|Lake Country Family Medicine is the solo practice of Dr. Kerry Graff. This “micro-practice” is based on a growing trend of solo private practitioners who are attempting to re-capture the traditional values of the doctor-patient relationship. This type of practice has three primary objectives:
- Minimize barriers between the patient and the doctor. You shouldn’t have to fight through a front line of staff to communicate with your doctor. You shouldn’t have to wait 6 weeks (or more!) for an appointment. You shouldn’t have to deal with doctors who don’t know you if you need to call after office hours. By having a website to answer most questions about the practice with a link to make appointments, request refills, and direct questions to me, patients can get what they need quickly. The practice uses open-access scheduling, which means that patients can be seen (almost always) the same day they ask for an appointment, whether the problem is acute or chronic. Patients have my cell phone number to use after hours for urgent issues and I am on-call for my patients 24/7 with rare exceptions. I have one full-time employee, Kristin, who assists with making appointments, generating referrals, and million other tasks.

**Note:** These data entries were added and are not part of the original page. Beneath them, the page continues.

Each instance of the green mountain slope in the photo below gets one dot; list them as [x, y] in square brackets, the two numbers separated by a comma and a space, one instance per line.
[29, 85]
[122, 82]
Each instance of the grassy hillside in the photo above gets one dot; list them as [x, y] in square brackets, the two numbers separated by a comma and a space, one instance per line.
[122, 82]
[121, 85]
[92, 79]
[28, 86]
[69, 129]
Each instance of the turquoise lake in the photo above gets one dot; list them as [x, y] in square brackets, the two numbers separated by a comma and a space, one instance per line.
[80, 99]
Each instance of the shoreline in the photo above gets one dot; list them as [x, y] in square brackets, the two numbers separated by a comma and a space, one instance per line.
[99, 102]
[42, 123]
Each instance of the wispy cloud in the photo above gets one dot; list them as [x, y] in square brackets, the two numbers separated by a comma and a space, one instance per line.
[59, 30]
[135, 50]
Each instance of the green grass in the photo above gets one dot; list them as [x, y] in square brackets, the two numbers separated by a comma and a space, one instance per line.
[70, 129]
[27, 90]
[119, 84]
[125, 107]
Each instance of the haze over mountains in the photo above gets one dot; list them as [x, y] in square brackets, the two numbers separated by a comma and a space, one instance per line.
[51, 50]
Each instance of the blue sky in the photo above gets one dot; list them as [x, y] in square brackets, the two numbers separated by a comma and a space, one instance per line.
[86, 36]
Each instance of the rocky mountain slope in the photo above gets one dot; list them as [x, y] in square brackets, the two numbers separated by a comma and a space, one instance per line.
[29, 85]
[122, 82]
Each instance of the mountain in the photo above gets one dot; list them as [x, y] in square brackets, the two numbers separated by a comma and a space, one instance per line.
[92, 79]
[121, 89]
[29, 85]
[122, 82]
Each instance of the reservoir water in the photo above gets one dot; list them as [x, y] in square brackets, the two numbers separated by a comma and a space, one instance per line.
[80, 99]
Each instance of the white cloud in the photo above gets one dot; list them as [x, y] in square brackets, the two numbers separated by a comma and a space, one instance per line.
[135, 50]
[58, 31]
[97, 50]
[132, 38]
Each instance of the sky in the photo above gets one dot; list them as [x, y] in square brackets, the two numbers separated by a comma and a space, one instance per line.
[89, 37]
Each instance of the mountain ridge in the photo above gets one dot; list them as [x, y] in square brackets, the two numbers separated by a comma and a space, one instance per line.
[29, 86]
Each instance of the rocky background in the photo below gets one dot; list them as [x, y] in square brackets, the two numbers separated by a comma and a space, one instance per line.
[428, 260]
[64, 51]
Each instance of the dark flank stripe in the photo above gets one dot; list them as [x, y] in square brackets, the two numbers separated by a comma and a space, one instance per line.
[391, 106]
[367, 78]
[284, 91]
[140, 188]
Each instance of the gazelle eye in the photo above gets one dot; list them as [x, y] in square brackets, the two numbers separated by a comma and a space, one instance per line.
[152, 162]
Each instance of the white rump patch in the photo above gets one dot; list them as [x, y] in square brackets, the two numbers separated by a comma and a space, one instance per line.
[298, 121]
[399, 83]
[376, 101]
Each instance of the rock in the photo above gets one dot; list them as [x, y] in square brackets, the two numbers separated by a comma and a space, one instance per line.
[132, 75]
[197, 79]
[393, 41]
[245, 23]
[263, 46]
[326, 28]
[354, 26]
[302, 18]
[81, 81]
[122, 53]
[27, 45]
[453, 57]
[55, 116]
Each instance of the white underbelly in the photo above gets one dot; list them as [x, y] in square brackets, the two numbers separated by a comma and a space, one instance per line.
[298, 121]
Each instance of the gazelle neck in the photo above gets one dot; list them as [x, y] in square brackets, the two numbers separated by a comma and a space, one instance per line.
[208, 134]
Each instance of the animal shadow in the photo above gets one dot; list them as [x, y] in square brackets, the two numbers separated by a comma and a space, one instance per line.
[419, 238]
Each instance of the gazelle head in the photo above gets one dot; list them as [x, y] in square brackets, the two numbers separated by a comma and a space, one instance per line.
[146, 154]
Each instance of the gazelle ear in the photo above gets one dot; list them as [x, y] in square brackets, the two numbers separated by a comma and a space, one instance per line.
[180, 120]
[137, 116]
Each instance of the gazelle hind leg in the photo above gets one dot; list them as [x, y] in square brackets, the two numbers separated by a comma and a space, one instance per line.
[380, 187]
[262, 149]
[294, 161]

- Make time for meaningful interactions. What I have found most rewarding in the profession of medicine has been getting to know some really amazing people. But these sorts of meaningful interactions with patients take time – time that is hard to find in a traditional medical practice in which the physician is expected to see a patient every 10-15 minutes to cover a huge overhead that has very little to do with patient care. By minimizing staff and working out of a small space, I can drastically reduce overhead, and thereby reduce how many patients need to be seen each day in order to be profitable. Patient visits can be much longer and we can make sure that all the referrals, prescriptions, forms, etc. are taken care of during the appointment.
- Invest in technology that puts scientific and patient information at the physician’s fingertips. Electronic medical records are essential to great patient care. Documenting exactly what occurred at an appointment at the time makes the record much more accurate and complete. There is also a huge gap between what physicians know is optimal care and what actually occurs, due to the inability to keep track of all the issues of each patient. A computerized system can do this more easily, helping me track when a patient is due for shots, blood work, a check-up, or other preventive care. It also allows us to take care of the “tasks” of medicine, i.e. testing requests, referrals, and prescriptions, making sure that all the pieces are in place and that nothing falls through the cracks. Links to important sources of medical information for the patient are right on our website, as well.